The Council of European Professional Informatics Societies (CEPIS) has put together 15 recommendations to be considered for cloud computing privacy protection:
- Risk management and (legal) compliance issues must be well defined in the contract between cloud computing provider and customer and should enable transparency with regard to the processing and storage of data.
- The service provided shall be compliant with the regulation and legislation that the customer needs to follow, and also customers should be enabled to be compliant with the respective regulation and legislation.
- The problems and risks that affect data protection rules in Europe must be considered properly when cloud computing platforms are located on servers in non-European countries.
- The communication line between the cloud computing provider and the customer has to be adequately protected to ensure confidentiality, integrity, authentication control and further to minimise the risk of denial-of-service attacks.
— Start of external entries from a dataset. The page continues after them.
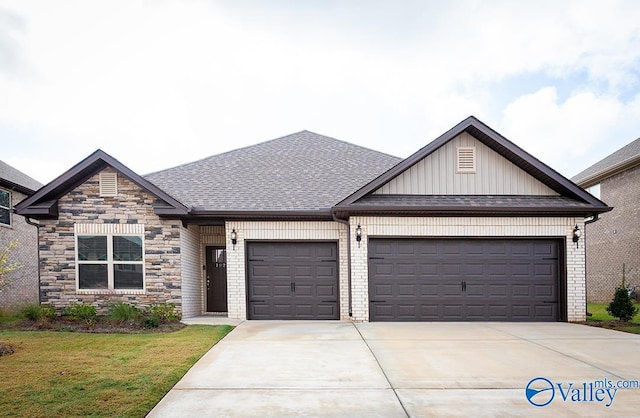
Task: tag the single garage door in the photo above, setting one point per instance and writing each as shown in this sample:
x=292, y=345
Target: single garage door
x=292, y=280
x=464, y=280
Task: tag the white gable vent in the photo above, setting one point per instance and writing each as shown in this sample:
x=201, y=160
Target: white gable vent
x=466, y=160
x=108, y=184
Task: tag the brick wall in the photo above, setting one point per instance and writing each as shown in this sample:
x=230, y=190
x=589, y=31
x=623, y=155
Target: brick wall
x=467, y=227
x=615, y=238
x=132, y=208
x=23, y=288
x=273, y=231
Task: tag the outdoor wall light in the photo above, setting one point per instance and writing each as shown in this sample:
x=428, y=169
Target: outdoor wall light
x=234, y=237
x=576, y=234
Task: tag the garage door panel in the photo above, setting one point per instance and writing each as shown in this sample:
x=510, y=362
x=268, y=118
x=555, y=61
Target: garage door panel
x=292, y=280
x=457, y=279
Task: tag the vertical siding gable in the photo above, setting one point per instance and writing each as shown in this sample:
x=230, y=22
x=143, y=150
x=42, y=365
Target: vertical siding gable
x=436, y=174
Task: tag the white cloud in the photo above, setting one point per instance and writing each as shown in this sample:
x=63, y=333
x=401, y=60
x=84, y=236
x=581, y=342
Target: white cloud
x=567, y=134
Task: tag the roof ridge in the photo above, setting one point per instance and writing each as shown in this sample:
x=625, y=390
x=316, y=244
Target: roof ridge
x=263, y=143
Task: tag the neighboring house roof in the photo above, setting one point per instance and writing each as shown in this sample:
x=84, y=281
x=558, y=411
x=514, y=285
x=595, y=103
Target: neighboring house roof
x=299, y=173
x=571, y=200
x=44, y=203
x=14, y=179
x=623, y=159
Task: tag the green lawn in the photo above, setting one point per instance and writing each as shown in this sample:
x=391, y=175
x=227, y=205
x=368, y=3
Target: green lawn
x=600, y=315
x=80, y=374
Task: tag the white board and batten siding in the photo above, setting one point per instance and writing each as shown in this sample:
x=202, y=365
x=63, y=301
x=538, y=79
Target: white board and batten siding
x=438, y=174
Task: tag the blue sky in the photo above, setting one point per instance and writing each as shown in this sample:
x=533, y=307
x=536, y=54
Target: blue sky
x=161, y=83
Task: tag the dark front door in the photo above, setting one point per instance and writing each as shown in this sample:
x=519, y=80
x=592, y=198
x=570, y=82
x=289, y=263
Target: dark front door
x=464, y=280
x=292, y=280
x=216, y=279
An open and clear specification of the measurements taken to ensure the security of the communication line should be obligatory for any cloud computing provider and should be based on open and transparent standards and technologies.
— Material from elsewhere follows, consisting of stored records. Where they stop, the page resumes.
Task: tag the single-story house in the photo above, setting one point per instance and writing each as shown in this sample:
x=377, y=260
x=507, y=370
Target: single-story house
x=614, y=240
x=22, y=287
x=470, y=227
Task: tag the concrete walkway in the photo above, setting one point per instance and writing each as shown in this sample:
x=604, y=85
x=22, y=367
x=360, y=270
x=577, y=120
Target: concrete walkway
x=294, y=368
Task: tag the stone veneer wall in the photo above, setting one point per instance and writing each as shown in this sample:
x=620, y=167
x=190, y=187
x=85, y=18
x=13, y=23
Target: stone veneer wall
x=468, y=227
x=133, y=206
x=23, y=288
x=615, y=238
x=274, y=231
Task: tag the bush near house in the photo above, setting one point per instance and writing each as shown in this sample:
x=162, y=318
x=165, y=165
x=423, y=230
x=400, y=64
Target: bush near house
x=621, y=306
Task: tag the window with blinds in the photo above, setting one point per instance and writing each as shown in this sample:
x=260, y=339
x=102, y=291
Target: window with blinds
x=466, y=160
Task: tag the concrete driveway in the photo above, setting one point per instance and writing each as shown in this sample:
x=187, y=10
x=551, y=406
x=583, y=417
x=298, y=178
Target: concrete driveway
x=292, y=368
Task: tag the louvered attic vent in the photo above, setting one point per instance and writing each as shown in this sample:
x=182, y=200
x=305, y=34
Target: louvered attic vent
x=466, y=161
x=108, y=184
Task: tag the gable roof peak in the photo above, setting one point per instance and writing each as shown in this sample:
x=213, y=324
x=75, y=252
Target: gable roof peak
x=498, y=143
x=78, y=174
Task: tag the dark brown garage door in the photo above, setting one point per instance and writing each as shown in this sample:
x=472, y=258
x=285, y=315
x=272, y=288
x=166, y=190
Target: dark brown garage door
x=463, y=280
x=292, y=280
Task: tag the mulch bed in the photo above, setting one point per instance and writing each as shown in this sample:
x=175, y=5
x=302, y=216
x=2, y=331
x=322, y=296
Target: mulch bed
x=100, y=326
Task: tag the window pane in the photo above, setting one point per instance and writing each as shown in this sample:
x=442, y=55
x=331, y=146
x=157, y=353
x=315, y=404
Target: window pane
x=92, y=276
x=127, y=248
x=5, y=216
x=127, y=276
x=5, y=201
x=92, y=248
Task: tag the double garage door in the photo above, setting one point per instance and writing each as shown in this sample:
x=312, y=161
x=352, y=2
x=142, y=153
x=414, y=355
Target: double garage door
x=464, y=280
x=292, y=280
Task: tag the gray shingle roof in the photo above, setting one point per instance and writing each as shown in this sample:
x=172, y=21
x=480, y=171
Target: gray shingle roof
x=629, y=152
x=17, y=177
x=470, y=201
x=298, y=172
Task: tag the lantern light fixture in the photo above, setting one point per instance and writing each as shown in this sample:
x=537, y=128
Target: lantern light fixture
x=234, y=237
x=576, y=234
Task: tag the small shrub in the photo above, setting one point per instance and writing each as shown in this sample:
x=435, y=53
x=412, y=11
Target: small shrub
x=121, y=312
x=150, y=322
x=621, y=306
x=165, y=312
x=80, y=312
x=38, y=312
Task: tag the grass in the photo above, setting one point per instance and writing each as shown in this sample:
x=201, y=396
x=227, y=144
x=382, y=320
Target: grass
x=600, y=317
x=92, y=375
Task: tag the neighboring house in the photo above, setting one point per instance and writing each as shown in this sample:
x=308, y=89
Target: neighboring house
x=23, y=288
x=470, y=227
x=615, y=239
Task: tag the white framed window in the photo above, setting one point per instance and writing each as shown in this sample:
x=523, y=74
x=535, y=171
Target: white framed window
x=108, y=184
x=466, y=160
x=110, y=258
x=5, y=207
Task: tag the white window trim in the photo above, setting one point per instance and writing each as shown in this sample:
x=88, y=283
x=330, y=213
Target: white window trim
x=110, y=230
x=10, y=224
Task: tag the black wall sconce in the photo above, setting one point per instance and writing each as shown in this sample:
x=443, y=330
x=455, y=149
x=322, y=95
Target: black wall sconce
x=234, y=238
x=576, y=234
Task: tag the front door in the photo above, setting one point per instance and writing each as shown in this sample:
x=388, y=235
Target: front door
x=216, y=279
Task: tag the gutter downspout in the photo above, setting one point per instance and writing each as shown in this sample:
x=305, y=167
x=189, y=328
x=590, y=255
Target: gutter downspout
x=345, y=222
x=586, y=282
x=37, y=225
- The cloud computing providers should be obliged to ensure data confidentiality.
- Mandatory deletion of data should be included into potential regulation of cloud computing services, but it should not be relied upon too much.
- The fact that there is no guaranteed complete deletion of data needs to be considered, when data are gathered and stored.
- In order to guarantee the availability of data, local backup of essential data by customers should be considered.
- Development and better promotion of software that enables local data transfers between devices should be encouraged.
- The telecommunications network that supports the cloud computing services should be secured and protected against malware and DOS attacks.
- Adequate logging and auditing should be provided. An external audit can be beneficial for the reputation of the cloud computing providers as well as for strengthening the trust with the customer.
- Non-professionals (e.g. the usual user) should be educated with regard to the new paradigm. Education should prepare them to make competent decisions on using cloud computing services including what information should be transferred into the cloud and under what circumstances.
- Professionals should be skilled to manage the new types of risks.
- Given that some regulation will be needed in the future, e.g. to balance the power between providers and customers of cloud computing services, it would be wise to consider its weaknesses and issues before cloud computing becomes a critical service or infrastructure. It needs to be checked which of the dimensions of conflict and regulatory potential will be relevant (e.g. the guarantee and liability with regard to confidentiality and integrity of processed data). In particular when a cloud computing provider becomes part of a critical information infrastructure some regulation or limitations concerning their possible takeover by another party may be appropriate.
- Research on the basic concepts and issues in informatics, security, and privacy and their consequences and trade-off’s with regard to cloud computing should be encouraged. Also issues concerning the possible impact of cloud computing platforms on the validity of certification of applications that are certified according to criteria (e.g. Common Criteria, European Privacy Seal, etc.) may need to be investigated.